Eligible accounts span four products: the KrisFlyer UOB Account, the UOB One Account, the UOB Lady's Savings Account, and the UOB Uniplus Account. To qualify, customers need to complete three steps — registering their mobile number for PayNow on the UOB TMRW app, activating the Money Lock feature with a minimum lock amount of S$1, and applying for the GIRO monthly payment plan through the relevant billing organisation, selecting an eligible account for deduction. Anyone who had already completed all three steps before April 1, 2026 doesn't need to do anything further.
Compared to last year's version of the promotion, the scope has expanded considerably. The previous iteration was confined to income and property tax payments, and only through the UOB One Account. This year's edition pulls in utilities, telco, and insurance, opens the door to three additional account types, and allows multiple accounts to each earn their own rebate. The 6% rate and the S$50 monthly ceiling, however, remain unchanged from before.
For a household running several of these bills through GIRO — say, an SP Services utility account, a Singtel mobile plan, and annual income tax installments — the rebate could add up to a few hundred dollars over the course of the year, particularly if the account balance clears the S$30,000 threshold. The Money Lock activation requirement is worth noting: it's a feature that restricts a portion of funds from digital transfers, and UOB has been nudging customers toward it as a security measure. Requiring it here ties the promotion to a broader account engagement goal.

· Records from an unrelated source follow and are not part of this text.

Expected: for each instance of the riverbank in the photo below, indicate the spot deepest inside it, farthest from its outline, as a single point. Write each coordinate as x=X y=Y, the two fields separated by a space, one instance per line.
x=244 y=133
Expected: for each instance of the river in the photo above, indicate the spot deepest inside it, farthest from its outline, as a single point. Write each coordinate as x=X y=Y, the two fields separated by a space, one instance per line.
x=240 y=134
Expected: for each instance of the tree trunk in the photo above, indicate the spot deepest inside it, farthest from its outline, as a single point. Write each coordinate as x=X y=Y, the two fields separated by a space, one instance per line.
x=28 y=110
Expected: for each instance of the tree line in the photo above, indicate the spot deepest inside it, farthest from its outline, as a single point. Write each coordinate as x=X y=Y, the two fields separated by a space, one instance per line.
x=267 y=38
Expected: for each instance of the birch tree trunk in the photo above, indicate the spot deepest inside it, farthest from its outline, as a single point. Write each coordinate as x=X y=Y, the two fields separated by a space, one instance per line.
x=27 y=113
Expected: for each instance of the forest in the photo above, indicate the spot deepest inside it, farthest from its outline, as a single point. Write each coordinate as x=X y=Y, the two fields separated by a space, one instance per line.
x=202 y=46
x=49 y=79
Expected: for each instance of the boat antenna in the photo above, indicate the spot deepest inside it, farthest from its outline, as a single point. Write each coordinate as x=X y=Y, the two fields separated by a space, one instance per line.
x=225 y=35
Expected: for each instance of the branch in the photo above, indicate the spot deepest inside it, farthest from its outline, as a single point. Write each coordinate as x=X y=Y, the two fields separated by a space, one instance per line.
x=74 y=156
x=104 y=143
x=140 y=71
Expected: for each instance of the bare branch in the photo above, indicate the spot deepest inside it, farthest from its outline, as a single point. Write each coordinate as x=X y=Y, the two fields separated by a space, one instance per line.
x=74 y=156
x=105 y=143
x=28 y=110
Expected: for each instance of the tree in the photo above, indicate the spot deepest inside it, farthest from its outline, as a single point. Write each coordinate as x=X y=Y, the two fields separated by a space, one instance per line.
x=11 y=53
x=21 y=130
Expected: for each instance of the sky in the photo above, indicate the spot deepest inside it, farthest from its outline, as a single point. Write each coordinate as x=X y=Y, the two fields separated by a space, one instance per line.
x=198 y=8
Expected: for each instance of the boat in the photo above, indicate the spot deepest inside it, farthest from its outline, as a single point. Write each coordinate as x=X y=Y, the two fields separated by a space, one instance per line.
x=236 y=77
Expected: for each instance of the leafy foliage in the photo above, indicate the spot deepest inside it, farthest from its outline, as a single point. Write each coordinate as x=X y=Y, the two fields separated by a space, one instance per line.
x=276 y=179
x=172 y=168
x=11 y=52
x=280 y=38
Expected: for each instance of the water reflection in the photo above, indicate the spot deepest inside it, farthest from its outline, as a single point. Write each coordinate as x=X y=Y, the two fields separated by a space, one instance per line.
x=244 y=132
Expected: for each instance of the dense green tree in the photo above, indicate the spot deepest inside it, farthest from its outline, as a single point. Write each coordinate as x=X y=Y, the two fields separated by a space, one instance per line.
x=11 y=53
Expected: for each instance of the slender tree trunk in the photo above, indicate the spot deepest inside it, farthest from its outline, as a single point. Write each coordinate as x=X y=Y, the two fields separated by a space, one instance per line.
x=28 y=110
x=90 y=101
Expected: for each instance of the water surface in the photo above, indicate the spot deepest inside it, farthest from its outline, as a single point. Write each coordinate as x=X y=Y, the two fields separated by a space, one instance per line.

The promotion runs for exactly twelve months, and UOB has not announced whether it will be renewed or revised after March 2027. For now, the window is open — and for customers already using eligible accounts for these bills, the main task is simply making sure the three activation steps are ticked off.
Notable Quotes
No further action is required if you have already completed all three activation steps prior to April 1, 2026.— UOB Bill & Tax Super Saver promotion terms
The Hearth Conversation Another angle on the story
What's the actual value here for a typical household — is 6% meaningful?
It can be. If you're paying a few hundred dollars a month across utilities, telco, and tax installments, you're looking at real money — potentially close to the S$50 monthly cap, which is S$600 over the year.
Why does UOB require the Money Lock activation just to earn a rebate on bill payments?
It's doing two things at once. The rebate is the carrot, but Money Lock is a feature UOB wants more customers using — it restricts funds from unauthorized digital transfers. The promotion bundles adoption of that feature into the eligibility criteria.
The expansion from last year's version seems significant. What changed most?
The merchant list is the biggest shift. Last year it was essentially a tax-payment promotion. Now it covers utilities, telco, and insurance — categories that hit every household every month, not just twice a year.
Is there a catch in the account balance requirement?
The cap scales with your Monthly Average Balance, so customers with lower balances may hit a lower ceiling. The S$50 cap is the maximum, and you need S$30,000 or more to reach it. Below that, the effective cap is smaller.
Can someone game this by opening multiple eligible accounts?
UOB explicitly allows it — each eligible account earns its own monthly rebate cap. So yes, a customer with both a UOB One Account and a KrisFlyer UOB Account could earn rebates on both, provided the GIRO deductions are split across them.
What does UOB get out of this beyond the goodwill?
Stickiness. Customers who route their tax and utility payments through a UOB account are less likely to close it. The PayNow registration and Money Lock requirements deepen that engagement further.
Is there any indication this becomes a permanent feature after March 2027?
Nothing in the announcement suggests it will. It's framed as a twelve-month promotion, same as last year's version. Whether it returns likely depends on how many accounts it moves.